Louie Snery, a farmer in Matagorda County south of Houston, began rotating his cattle through his pastures seven years ago to prevent them from overgrazing, which damages grass and prevents it from absorbing carbon dioxide. He’s been collecting carbon payments for two years through a carbon broker based on estimates of how much carbon his entire land is absorbing – to be checked every five years with Sneary paying off advances whose numbers haven’t been proven.

Carbon credits currently sell for between $20 and $30 a ton of carbon, which on a 10,000-acre farm works out to about $500,000 a year. Then there’s the added benefit of being able to graze more livestock due to healthier pastures with better grass, says Sneri.

“We methodically move these cattle every day, so they only graze the top half of the grass,” he said. “Cattle is kind of like us. There are different weeds out there, and there are certain weeds that they like more than others and would eat right off the ground if you let them.”

And the price companies are willing to pay for decarbonization is only expected to grow in the coming years. A report by European energy giant Shell last year estimated markets for voluntary carbon credits It could grow as much as fivefold over the next eight years to $10 billion a year.

However, despite all the hype, the degree to which removing carbon from nature is a viable climate solution remains controversial.

Recently For months now, investors have begun to wonder whether carbon credit companies are overestimating them The amount of carbon absorbed from reforestation and sustainable agriculture projects.

Estimates of how much carbon these practices could remove from the atmosphere vary widely. The Center for Climate and Energy Solutions, a nonpartisan think tank in Washington, D.C., estimates soil carbon sequestration At best it would pull less than 400 million tons of carbon out of the atmosphere annually, about 1% of current global emissions.

Some scientists believe the potential is much higher.

Research on how carbon-constrained renewable farming technologies are to date, said Tim LaSalle, co-founder of the Center for Renewable Agriculture and Resilient Systems at California State University, Chico, and believes that properly managed farmland can absorb ten tons of carbon dioxide per capita. acres, many times current estimates.

He said, “Most scholars wouldn’t believe it.” They measure broken soil systems destroyed by tillage and fertilizer. We’re trying to support how nature builds soil, and as we start to gain soil function, we start accumulating carbon faster.”

However, for companies eager to prove they are working on a climate change problem, regenerative agriculture has emerged as an increasingly attractive field.

Take care of the oil

Among the most committed backers are some of the world’s largest oil companies, which are eyeing carbon removal technologies of all kinds as a way to reduce their carbon emissions.

Hess Corp. supports the research being conducted by the California-based Salk Institute in developing a plant with larger root systems that can store “billions of tons of carbon dioxide annually,” the company said in a press release. ExxonMobil is helping fund a three-year study at Rice University on the potential to decarbonize US grasslands.

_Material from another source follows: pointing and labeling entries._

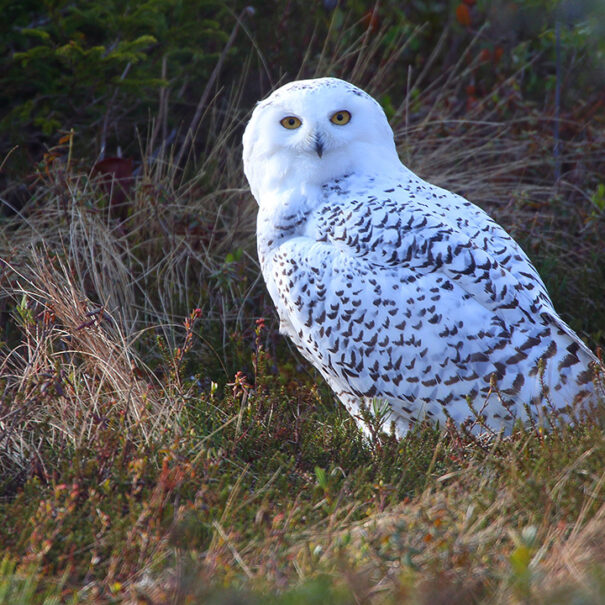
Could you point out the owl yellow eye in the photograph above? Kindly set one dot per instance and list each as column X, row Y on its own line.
column 341, row 117
column 290, row 122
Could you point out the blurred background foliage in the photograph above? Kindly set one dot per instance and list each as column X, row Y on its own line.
column 104, row 68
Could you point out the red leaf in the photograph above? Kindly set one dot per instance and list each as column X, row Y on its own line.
column 463, row 14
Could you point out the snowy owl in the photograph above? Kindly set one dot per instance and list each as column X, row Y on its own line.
column 395, row 289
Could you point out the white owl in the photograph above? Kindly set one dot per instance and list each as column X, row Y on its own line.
column 395, row 289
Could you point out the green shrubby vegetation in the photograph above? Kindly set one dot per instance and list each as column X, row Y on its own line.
column 159, row 441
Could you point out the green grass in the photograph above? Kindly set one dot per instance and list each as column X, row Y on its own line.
column 160, row 442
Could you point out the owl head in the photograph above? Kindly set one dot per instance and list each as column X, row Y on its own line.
column 309, row 132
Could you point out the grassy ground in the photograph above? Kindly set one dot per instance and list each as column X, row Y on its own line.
column 161, row 443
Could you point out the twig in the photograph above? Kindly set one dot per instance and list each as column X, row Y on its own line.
column 557, row 147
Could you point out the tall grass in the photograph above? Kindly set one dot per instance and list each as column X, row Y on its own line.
column 159, row 441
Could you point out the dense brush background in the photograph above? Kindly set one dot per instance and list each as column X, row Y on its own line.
column 159, row 441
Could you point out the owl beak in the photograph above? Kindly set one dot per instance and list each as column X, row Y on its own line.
column 319, row 145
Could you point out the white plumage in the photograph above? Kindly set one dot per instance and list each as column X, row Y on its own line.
column 395, row 289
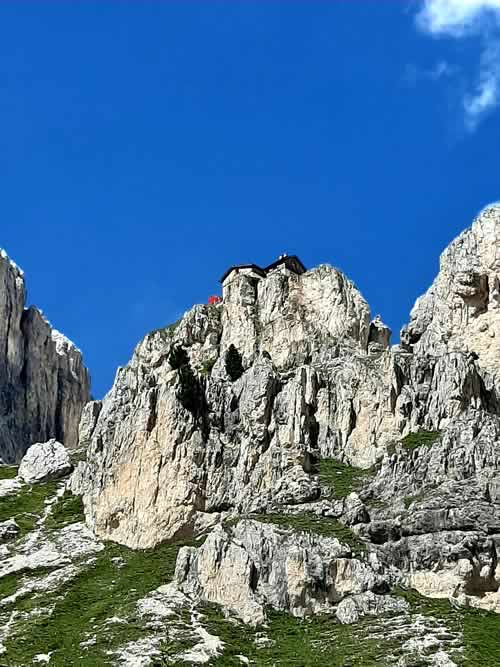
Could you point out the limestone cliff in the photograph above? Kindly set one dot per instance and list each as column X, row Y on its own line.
column 319, row 381
column 43, row 382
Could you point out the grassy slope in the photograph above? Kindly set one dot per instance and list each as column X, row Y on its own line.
column 342, row 479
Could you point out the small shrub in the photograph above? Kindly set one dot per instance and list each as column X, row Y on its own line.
column 178, row 357
column 234, row 365
column 206, row 369
column 341, row 478
column 414, row 440
column 189, row 392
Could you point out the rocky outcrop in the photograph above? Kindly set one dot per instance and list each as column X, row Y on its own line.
column 438, row 515
column 319, row 380
column 43, row 382
column 461, row 310
column 252, row 565
column 45, row 462
column 155, row 469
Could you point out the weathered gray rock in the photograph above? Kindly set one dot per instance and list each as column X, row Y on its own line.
column 440, row 517
column 320, row 380
column 253, row 565
column 43, row 382
column 8, row 530
column 461, row 310
column 45, row 462
column 354, row 607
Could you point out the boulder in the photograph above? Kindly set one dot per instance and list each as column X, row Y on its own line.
column 45, row 462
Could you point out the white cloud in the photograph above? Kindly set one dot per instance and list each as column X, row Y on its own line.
column 456, row 17
column 462, row 18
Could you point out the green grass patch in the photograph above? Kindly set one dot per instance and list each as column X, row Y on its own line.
column 111, row 586
column 317, row 641
column 480, row 629
column 10, row 583
column 310, row 523
column 342, row 478
column 67, row 510
column 26, row 505
column 8, row 472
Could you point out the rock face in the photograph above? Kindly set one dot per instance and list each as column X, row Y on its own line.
column 43, row 382
column 461, row 310
column 155, row 469
column 253, row 566
column 320, row 381
column 45, row 462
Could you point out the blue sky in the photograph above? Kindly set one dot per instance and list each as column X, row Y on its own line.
column 146, row 146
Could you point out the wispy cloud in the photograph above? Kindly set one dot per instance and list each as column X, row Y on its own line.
column 464, row 18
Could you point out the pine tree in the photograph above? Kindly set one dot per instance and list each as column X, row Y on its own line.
column 178, row 357
column 233, row 362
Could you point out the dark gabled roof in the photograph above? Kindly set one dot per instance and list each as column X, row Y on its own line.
column 291, row 261
column 256, row 268
column 288, row 260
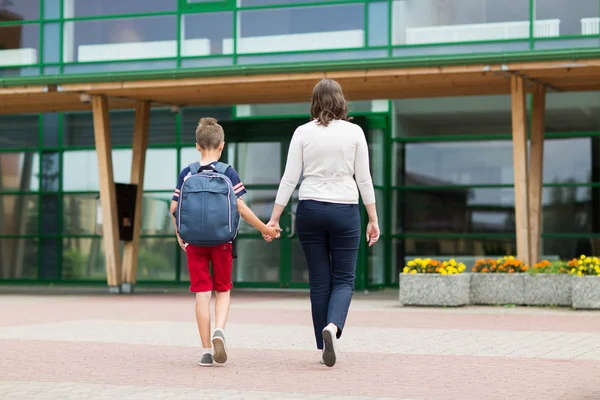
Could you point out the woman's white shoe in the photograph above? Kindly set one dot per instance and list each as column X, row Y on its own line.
column 329, row 345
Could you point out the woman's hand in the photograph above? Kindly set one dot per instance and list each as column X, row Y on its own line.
column 372, row 233
column 272, row 224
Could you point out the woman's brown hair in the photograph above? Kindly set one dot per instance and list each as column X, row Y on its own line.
column 328, row 102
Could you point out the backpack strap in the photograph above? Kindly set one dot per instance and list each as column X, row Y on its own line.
column 221, row 167
column 195, row 167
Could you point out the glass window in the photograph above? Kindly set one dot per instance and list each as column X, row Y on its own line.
column 567, row 209
column 50, row 215
column 52, row 9
column 299, row 29
column 19, row 44
column 120, row 39
column 261, row 203
column 86, row 8
column 378, row 24
column 17, row 131
column 19, row 215
column 467, row 115
column 206, row 34
column 576, row 18
column 51, row 127
column 83, row 259
column 19, row 172
column 18, row 258
column 157, row 259
column 191, row 117
column 156, row 217
column 258, row 261
column 49, row 266
column 50, row 172
column 256, row 162
column 19, row 10
column 447, row 21
column 79, row 214
column 52, row 43
column 80, row 169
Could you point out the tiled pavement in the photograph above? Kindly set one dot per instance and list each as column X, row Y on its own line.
column 145, row 347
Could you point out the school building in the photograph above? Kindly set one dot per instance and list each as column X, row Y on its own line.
column 483, row 119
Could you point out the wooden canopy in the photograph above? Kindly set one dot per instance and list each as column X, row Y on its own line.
column 360, row 84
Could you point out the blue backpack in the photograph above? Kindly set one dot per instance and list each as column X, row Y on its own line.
column 207, row 213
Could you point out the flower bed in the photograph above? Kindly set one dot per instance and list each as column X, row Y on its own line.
column 499, row 281
column 548, row 284
column 427, row 282
column 586, row 282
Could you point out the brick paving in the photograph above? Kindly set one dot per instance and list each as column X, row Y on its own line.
column 145, row 347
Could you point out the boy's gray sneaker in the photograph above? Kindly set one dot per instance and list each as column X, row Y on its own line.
column 219, row 346
column 206, row 360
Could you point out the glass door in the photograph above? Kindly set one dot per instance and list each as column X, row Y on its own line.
column 257, row 149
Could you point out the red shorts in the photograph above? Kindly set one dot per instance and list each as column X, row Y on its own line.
column 198, row 265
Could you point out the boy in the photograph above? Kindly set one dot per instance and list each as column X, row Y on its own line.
column 210, row 141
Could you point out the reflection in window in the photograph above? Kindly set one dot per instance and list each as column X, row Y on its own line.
column 299, row 29
column 566, row 209
column 19, row 172
column 576, row 18
column 18, row 258
column 120, row 39
column 258, row 261
column 206, row 34
column 86, row 8
column 443, row 21
column 19, row 44
column 18, row 215
column 156, row 217
column 18, row 131
column 79, row 214
column 83, row 259
column 157, row 259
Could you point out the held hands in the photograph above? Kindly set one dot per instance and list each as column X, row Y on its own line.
column 372, row 233
column 272, row 232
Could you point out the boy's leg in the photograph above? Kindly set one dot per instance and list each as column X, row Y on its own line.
column 201, row 285
column 222, row 263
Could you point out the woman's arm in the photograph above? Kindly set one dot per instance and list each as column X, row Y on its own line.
column 362, row 175
column 291, row 175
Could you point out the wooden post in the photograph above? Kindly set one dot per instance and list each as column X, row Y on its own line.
column 140, row 144
column 108, row 197
column 536, row 168
column 519, row 124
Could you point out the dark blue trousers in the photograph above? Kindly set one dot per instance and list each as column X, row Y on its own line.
column 330, row 237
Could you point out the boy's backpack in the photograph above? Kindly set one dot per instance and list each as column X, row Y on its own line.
column 207, row 212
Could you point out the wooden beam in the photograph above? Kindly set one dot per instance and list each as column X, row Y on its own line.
column 536, row 168
column 140, row 144
column 108, row 197
column 519, row 135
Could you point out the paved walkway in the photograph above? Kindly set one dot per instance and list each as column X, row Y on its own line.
column 145, row 347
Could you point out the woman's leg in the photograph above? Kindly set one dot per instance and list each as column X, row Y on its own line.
column 344, row 241
column 313, row 237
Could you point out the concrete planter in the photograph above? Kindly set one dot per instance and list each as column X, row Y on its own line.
column 434, row 289
column 497, row 288
column 586, row 292
column 548, row 290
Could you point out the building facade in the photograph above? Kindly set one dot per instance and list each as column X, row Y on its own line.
column 442, row 166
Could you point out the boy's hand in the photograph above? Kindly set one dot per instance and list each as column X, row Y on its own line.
column 182, row 244
column 272, row 232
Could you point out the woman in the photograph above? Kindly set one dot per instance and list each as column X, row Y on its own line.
column 334, row 156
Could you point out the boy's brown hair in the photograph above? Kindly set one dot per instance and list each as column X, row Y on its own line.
column 209, row 134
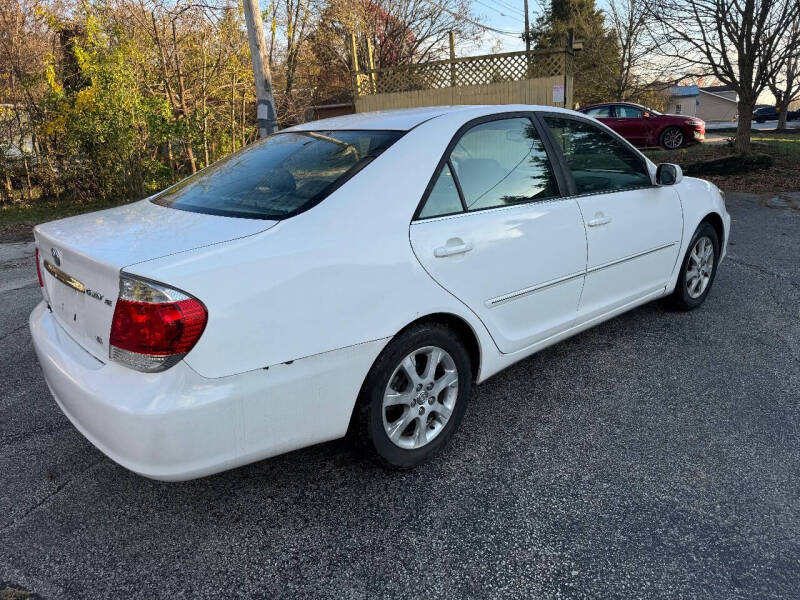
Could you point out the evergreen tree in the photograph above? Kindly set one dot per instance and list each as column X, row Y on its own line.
column 595, row 64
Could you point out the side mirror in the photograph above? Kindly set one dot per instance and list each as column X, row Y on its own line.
column 668, row 174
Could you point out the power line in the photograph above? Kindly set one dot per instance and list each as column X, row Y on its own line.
column 497, row 10
column 509, row 6
column 468, row 20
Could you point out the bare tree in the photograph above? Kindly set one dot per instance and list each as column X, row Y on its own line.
column 785, row 84
column 639, row 66
column 743, row 43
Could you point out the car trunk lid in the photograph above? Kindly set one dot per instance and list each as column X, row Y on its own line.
column 81, row 258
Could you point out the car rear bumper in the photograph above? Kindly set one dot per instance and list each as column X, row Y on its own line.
column 178, row 425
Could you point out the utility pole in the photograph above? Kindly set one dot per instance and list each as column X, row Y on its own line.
column 527, row 30
column 265, row 110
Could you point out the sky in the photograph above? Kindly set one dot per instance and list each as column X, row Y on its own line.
column 508, row 16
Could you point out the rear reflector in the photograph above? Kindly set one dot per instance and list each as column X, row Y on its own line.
column 154, row 326
column 39, row 269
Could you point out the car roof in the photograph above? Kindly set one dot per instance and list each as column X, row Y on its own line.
column 407, row 118
column 588, row 106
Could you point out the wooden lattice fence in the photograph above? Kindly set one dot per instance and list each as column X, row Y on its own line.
column 507, row 78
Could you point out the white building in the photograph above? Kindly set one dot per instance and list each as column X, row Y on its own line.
column 714, row 103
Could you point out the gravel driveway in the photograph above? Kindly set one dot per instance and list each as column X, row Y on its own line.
column 654, row 456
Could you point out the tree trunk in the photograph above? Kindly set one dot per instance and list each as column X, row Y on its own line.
column 182, row 98
column 783, row 113
column 244, row 107
column 745, row 108
column 205, row 107
column 233, row 111
column 265, row 102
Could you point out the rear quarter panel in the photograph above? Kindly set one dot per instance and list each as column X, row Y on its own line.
column 339, row 274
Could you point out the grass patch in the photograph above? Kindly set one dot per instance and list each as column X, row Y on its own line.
column 782, row 176
column 17, row 220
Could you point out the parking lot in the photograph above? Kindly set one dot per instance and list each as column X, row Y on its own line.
column 654, row 456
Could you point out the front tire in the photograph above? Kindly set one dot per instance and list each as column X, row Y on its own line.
column 698, row 270
column 415, row 395
column 672, row 138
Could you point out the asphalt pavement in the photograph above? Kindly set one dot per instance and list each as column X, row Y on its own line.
column 654, row 456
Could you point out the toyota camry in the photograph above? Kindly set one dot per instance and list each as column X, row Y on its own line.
column 357, row 273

At his south Houston ranch, Sneary hosted executives from Houston-based Marathon Oil and online retailer Shopify, the latter of which sent a camera crew.

“They should use it for public relations,” he said, “to tell their customers what we do.”

However, for now, many farmers and ranchers are still wary of investing in sustainable farming techniques for which there is no guarantee of return on investment.

Many carbon credit programs only pay CO2 farmers and can prove their land is actually absorbing, usually through soil samples. And if the carbon credit brokers’ estimates prove wrong, or there is a drought, which reduces carbon uptake, the farmer could end up with little money for their efforts.

“There is tremendous interest, but there is also confusion because so much hype was better than reality,” said Blackburn of Rice University. “You have to have the science and the testing to back up the claims. And especially when you get to the west of Austin, the drought conditions there are not conducive to putting carbon into the ground.”